When we next see Toomes, it’s eight years after he steals the alien technology, and the movie implies he’s already made a healthy living as the Vulture: a thief and black-market arms dealer who’s not afraid to threaten those who stand in his way. His criminality, however, plays out on a much smaller scale than we’re used to seeing in comic book flicks. He’s not interested in committing violent acts (much less world domination) just using his ill-gotten gains to secure the kind of comfortable life that society promised him if he worked hard enough: A happy marriage, a big house in the suburbs, his kid in a good school.
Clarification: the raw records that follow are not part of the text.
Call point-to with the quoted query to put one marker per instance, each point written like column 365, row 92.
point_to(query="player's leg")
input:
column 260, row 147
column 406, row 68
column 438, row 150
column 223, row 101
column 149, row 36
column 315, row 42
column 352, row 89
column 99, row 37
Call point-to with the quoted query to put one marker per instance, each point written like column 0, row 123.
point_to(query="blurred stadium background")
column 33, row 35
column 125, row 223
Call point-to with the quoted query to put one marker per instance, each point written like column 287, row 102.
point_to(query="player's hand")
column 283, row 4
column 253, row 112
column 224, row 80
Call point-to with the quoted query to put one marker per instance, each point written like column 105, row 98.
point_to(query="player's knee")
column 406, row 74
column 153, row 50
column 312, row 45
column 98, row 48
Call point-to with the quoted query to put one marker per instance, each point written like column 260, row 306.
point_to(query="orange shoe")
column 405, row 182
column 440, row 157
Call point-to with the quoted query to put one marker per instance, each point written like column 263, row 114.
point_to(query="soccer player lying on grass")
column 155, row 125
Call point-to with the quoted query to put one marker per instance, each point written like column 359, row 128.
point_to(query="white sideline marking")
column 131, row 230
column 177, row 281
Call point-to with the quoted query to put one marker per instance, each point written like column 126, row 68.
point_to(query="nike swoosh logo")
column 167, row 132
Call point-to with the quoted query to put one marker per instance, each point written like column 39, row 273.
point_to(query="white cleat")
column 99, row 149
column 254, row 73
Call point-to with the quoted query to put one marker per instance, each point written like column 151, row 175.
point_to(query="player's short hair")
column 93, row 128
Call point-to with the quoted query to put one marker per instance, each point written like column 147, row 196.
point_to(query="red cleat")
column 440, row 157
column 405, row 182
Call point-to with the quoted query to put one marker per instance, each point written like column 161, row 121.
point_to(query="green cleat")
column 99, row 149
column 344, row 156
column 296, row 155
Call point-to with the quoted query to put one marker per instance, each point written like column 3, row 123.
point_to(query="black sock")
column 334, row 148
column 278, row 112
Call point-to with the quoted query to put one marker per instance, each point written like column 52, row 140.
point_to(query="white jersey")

That so-called American Dream? It’s a cultural lie, a convenient one we’re told so that we blame ourselves for our own place in a codified class system. Toomes knows this, and as the Vulture he hungrily strips some of the flesh off the rotting corpse of capitalism for himself and his loved ones. When the broken system works in favor of the rich instead of the little guy, why not pilfer a little piece of the wreckage to help support your family? Young Peter Parker certainly disagrees. He tracks down the Vulture after almost being killed in the act of stopping thieves who use Toomes’s weird alien weapons to slice through ATM machines and steal cash.
Here’s the ironic twist: I’d argue that Iron Man is like a suave billionaire version of the working-class Toomes—right down to the goofy robotic exoskeleton. Just look at his resumĂ©. In the first Iron Man movie, Stark worked as an arms dealer selling missiles in the war-torn Middle East before his epiphany—a come-to-Jesus moment after nearly being killed by his own weapons. Later in Avengers: Age of Ultron, Stark’s plan to build a secret global defense program goes horribly awry when the Ultron A.I. becomes self-aware, leading to the death of 177 people in the fictional town of Sokovia, plus $487 billion in damages.
Nonetheless, Stark is rich and powerful enough (he no doubt has an Avengers-protected tax shelter somewhere) that he’s not truly held accountable for his actions. He’s too big to fail. The opposite, in fact: Iron Man keeps getting new government contracts like the one that knocks Toomes out of work. Yet it’s Stark whom Peter Parker desperately idolizes. He ends up sort of freelancing out of Aunt May’s tiny NYC apartment as Iron Man’s unpaid superhero intern (and in violation of child labor laws because he’s 15) with the home of one day climbing to the top rungs of the meritocracy.
Homecoming slyly implies that the system really is rigged in favor of men like Stark. In a more just world, Spider-Man wouldn’t stop at tossing the Vulture in jail—he’d go after Iron Man next. But maybe Homecoming is just art imitating life. In comic books, just as in real-life America, police go after low-level criminals (and innocent bystanders) in poor neighborhoods with near impunity but rich and powerful white-collar criminals get away scot-free all the time. The Wall Street supervillains who looted the economy during the Great Recession got caught but were awarded millions of dollars instead of jail time. If he were working class, it’s likely that a grifter and a liar like Donald Trump would be in jail like Toomes is at the end of Homecoming. Instead, he’s our president now.